Nessun infortunio grave, ma raffica di interventi, ieri, per il Soccorso alpino e il Suem 118.
Curiosamente, la maggior parte dei quali concentrati nel primissimo pomeriggio.
Attorno alle 13 il Soccorso alpino di Cortina è stato allertato per una turista 59enne di Imola (BO), bloccata da una crisi di panico lungo il Sentiero dei camosci, che stava percorrendo con il marito. Raggiunta da una squadra scesa dall’alto, la donna, che si trovava quasi in cima al Canalone, è stata accompagnata nella parte finale della salita fino al Rifugio Duca d’Aosta, dove arriva la seggiovia.
Poco prima la Centrale del Suem aveva allertato il Soccorso alpino di Cortina per un alpinista che si era fatto male al rientro da una via nella zona del Falzarego. Al termine delle doppie infatti K.P., 25 anni, di San Martino in Badia, era caduto per un paio di metri, finendo sul ghiaione sottostante, con conseguenti escoriazioni sul volto e un possibile trauma al polso. Il ragazzo è riuscito a raggiungere i prati degli Ospedaletti della Prima Guerra mondiale, dove è stato raggiunto in jeep da una squadra del Soccorso alpino della Guardia di finanza che, dopo avergli prestato prima assistenza, lo ha caricato a bordo e trasportato fino all’ambulanza.
In contemporanea, intervento del Soccorso alpino di Belluno, per un escursionista infortunatosi mentre camminava nella zona del Brent de l’Art. Il 71enne milanese, che stava camminando assieme ad altre persone lungo il torrente, era infatti caduto da un’altezza di due metri, finendo nell’alveo e riportando una ferita alla testa.

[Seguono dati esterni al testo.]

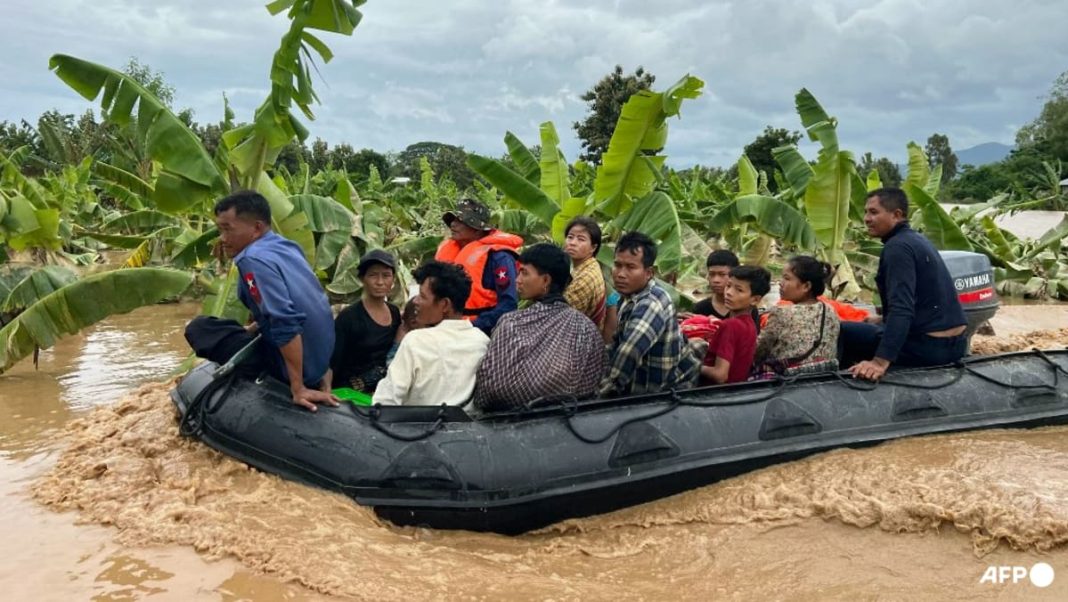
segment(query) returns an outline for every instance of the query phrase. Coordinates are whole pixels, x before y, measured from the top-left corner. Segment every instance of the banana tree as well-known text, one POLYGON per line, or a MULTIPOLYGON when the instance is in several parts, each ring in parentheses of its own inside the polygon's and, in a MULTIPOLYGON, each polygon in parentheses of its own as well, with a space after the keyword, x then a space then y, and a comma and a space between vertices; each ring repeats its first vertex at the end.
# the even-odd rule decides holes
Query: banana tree
POLYGON ((589 181, 589 167, 576 164, 575 177, 559 151, 559 137, 551 122, 541 125, 541 158, 537 184, 529 161, 509 134, 505 143, 520 171, 496 159, 472 155, 468 165, 533 214, 554 240, 563 241, 563 229, 577 215, 592 214, 606 223, 609 238, 623 230, 640 230, 660 245, 657 265, 665 275, 682 266, 682 240, 685 229, 674 200, 667 194, 661 170, 666 158, 660 154, 667 142, 669 117, 679 115, 686 99, 697 98, 704 82, 684 76, 664 92, 642 91, 624 104, 616 129, 603 156, 603 164, 593 176, 593 189, 585 197, 575 196, 589 181), (517 156, 518 155, 518 156, 517 156), (526 167, 524 167, 526 165, 526 167), (663 182, 664 190, 657 187, 663 182))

Raggiunto da 8 soccorritori che lo hanno subito medicato, immobilizzandolo con i dovuti presidi sanitari, l’uomo è stato caricato in barella e trasportato sul sentiero e da lì al rendez vous con l’ambulanza, partita in direzione dell’ospedale di Feltre.
Infine, verso le 15.15 intervento del Sagf di Auronzo, di servizio alle Tre Cime di Lavaredo, per un’escursionista che si era fatta male a un polso nella zona del Lago di Cengia. I soccorritori hanno raggiunto la 58enne di Udine, che si trovava assieme al marito, e le hanno prestato prima assistenza immobilizzandole il braccio, per poi accompagnarla alla macchina.